What to Expect on Labor Day

Every holiday occasions sales, though some have greater effects than others, and Labor Day is anticipated to be one of those bigger days. According to Adobe’s Digital Dollar Report, this year’s Labor Day is expected to reach the $2 billion mark in sales.

What marketers can do to capitalize on these occasions is not just to offer the usual promotional pricing but to engage customers by reaching out to them in a data-driven and emotionally intelligent way.

The data that Optimove  pulled up on holiday sales indicates Labor Day, like Memorial Day, enjoys a marked lift in sales. While the Fourth of July does occasion an increase of nine percent over an average order, which is ahead of Labor Day’s three percent and Memorial Day’s one percent, it falls behind other key measurements.

Holiday data

The breakdown is as follows (see graph above):

  • Increase in number of customers v. an average day: Memorial Day (27 percent) and Labor Day (25 percent) beat out Independence Day (10 percent)
  • Increase in number of items v. a normal day: Memorial Day (46%) and Labor Day (49%) beat out Independence Day (33 percent)
  • Fewer new faces on July 4: Independence Day brings in fewer new customers (26%) than Memorial Day (30 percent).

To drill down further into Labor Day specifically, Optimove analyzed 6 brands with 3.5M customers, to identify relevant find shopping behavior. They concluded:

  • Labor Day is a huge shopping day — and a big opportunity for retailers.
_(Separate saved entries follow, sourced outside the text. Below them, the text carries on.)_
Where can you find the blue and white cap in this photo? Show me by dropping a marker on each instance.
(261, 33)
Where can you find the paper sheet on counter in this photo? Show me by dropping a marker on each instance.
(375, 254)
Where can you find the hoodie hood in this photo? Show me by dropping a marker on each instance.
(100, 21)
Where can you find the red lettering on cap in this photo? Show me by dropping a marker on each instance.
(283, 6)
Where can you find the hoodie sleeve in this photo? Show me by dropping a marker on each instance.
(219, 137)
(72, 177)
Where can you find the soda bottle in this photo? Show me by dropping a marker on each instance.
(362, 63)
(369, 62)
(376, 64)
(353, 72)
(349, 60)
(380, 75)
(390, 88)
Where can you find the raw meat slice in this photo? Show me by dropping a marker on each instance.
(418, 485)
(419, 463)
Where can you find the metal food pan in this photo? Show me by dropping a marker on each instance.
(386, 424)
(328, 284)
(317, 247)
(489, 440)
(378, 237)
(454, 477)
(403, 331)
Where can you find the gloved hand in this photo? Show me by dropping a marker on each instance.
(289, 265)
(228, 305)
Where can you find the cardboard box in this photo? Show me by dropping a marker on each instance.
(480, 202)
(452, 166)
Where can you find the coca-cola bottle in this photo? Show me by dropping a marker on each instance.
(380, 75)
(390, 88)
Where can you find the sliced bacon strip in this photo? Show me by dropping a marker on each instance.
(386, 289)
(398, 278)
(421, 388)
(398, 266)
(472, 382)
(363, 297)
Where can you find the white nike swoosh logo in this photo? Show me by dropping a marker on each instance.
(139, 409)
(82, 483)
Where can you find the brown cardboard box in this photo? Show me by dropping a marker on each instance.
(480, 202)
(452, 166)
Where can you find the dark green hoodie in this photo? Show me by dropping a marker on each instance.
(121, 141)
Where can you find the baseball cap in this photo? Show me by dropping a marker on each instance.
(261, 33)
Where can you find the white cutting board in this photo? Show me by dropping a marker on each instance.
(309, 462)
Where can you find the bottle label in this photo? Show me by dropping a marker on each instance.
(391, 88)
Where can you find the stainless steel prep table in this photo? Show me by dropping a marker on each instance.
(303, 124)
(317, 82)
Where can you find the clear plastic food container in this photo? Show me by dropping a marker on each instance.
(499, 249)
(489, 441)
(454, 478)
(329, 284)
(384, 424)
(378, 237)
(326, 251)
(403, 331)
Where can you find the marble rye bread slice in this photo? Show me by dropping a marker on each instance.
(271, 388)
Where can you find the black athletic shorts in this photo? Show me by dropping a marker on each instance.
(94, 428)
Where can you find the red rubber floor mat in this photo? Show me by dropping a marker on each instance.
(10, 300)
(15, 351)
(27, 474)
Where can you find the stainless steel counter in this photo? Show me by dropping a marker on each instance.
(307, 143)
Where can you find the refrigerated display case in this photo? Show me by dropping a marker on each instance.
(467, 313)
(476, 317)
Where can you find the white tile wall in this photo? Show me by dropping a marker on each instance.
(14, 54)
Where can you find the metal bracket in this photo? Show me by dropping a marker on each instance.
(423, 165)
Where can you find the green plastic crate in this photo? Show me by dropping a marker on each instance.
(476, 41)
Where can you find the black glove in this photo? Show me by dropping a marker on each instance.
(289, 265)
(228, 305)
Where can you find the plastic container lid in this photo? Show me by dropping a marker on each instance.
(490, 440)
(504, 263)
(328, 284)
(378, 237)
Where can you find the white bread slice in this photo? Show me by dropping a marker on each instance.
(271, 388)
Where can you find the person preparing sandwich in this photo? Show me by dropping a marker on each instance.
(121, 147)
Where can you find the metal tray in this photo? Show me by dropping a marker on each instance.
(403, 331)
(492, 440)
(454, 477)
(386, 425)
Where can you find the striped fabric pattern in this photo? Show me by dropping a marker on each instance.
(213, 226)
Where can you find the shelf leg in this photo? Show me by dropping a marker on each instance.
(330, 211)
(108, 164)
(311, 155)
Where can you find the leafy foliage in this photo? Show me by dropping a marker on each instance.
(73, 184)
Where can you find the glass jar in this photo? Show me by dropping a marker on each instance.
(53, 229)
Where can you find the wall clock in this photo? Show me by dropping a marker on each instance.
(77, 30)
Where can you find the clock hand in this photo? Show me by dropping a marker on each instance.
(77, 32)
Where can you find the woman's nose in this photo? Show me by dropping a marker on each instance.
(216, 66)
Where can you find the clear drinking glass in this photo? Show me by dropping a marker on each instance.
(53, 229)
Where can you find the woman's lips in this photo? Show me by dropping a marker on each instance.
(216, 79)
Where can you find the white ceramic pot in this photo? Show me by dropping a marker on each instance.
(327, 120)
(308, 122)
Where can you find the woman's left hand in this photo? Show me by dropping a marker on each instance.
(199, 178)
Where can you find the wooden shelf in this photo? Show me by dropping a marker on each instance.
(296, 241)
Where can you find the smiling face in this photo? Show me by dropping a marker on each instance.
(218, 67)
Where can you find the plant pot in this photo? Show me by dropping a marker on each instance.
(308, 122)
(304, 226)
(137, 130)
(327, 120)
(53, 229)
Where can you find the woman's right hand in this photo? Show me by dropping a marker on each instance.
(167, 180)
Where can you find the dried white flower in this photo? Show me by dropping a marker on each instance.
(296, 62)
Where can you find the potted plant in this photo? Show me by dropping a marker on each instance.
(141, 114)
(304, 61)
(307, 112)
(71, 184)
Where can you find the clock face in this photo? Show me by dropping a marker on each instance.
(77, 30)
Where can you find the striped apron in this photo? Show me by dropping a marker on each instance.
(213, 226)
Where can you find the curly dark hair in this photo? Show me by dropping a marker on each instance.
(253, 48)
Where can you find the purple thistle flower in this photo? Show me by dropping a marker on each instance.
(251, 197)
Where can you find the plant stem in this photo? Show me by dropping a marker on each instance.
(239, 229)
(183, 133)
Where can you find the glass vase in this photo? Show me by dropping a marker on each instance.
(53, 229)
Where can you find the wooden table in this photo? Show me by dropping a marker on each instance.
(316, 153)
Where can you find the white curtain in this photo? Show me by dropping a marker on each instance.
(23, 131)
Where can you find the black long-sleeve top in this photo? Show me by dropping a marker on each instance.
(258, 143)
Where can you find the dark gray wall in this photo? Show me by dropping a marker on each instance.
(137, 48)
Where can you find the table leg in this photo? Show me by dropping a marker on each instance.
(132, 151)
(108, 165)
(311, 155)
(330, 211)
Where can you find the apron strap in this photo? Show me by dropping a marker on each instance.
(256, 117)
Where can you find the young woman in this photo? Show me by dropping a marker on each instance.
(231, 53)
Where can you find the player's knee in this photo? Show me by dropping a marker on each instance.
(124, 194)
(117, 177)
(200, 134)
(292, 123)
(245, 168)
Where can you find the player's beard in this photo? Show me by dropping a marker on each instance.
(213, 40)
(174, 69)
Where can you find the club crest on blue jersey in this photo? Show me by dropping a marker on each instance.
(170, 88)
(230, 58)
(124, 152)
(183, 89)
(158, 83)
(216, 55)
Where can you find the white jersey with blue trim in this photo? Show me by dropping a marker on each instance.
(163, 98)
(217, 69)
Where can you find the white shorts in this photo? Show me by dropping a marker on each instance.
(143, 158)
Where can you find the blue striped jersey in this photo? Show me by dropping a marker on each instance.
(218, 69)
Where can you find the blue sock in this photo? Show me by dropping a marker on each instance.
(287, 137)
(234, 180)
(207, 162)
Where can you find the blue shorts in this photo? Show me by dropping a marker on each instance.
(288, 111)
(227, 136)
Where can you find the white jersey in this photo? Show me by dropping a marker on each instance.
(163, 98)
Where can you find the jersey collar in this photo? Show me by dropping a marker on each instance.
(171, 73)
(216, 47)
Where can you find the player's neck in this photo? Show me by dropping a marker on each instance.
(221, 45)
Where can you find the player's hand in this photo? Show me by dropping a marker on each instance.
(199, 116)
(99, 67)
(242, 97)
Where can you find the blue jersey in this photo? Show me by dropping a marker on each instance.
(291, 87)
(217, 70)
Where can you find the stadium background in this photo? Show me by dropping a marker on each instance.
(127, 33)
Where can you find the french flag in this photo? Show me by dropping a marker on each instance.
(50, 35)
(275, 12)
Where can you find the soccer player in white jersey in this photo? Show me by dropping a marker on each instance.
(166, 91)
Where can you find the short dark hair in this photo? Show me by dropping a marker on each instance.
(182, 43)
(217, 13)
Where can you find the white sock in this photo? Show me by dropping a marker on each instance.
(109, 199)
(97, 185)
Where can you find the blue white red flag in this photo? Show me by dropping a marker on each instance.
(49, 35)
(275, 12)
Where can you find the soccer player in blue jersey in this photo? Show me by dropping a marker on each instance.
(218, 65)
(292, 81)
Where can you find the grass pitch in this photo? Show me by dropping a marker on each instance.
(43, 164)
Looking at the average distribution of customers in September, Labor Day sees the average number of customers is 25 percent higher than the yearly average
  • The average number of orders and items increases significantly.  That came to 30 percengt higher, and the number of items purchased was a massive 49 percent higher — nearly double an average day.

Pini Yakuel, Optimove’s CEO and founder,  spoke to me about the significance of the data. It’s quite likely that the holidays that mark the beginning and the end of the summer season see greater increases because people do think about what they need to gear up for the upcoming season around these days, he explained.  What Labor Day has going for it is not just an association with a shift to fall, but with back-to-school, and all the stuff students will need when returning to classes and dorms.

Conversation starters

But any holiday can be used as a springboard for connecting effectively with customers. “Relationship marketing looks for reasons to start a conversation,” said Yakuel. “Holidays provide that reason.”

That doesn’t mean that everyone is getting the same conversation. On the contrary, Yakuel stresses the need to customize messages to be sure they resonate with the intended target. “Not just one campaign but something that could be divided into multiple campaigns to fit individual customer personas,” he said.

That’s where data comes in, in identifying who should get what message. For example, there may be one type of message crafted for those who would respond to patriotic themes or sentimental values. Those conversations can then serve to attract new customers, incentivize existing ones, or just foster greater feelings of loyalty.

Building on that, Yakuel said, “it’s possible to construct individualized content around the holiday that is related to brand with personalized variation both from the data and content perspective.” Bearing the data on individuals also means appealing to their shopping tendencies. For example, some buy when lured by price and others when they need replenishment.

As more customers make purchases on these holidays, it is an opportune time for brand to acquire new customers as a result of their data-driven conversations. In fact, Optimove found nearly half (47 percent) of shoppers over Memorial Day weekend were first-time customers for the brand.

However, the “cherry-picker” customer who comes in only for a big discount rarely turns into a truly acquired customer. Optimove warns that, even though discounts are expected for holiday shopping, brands should consider the consequences. “Customers offered discounts of 30% or more are actually less likely to buy from brand again.”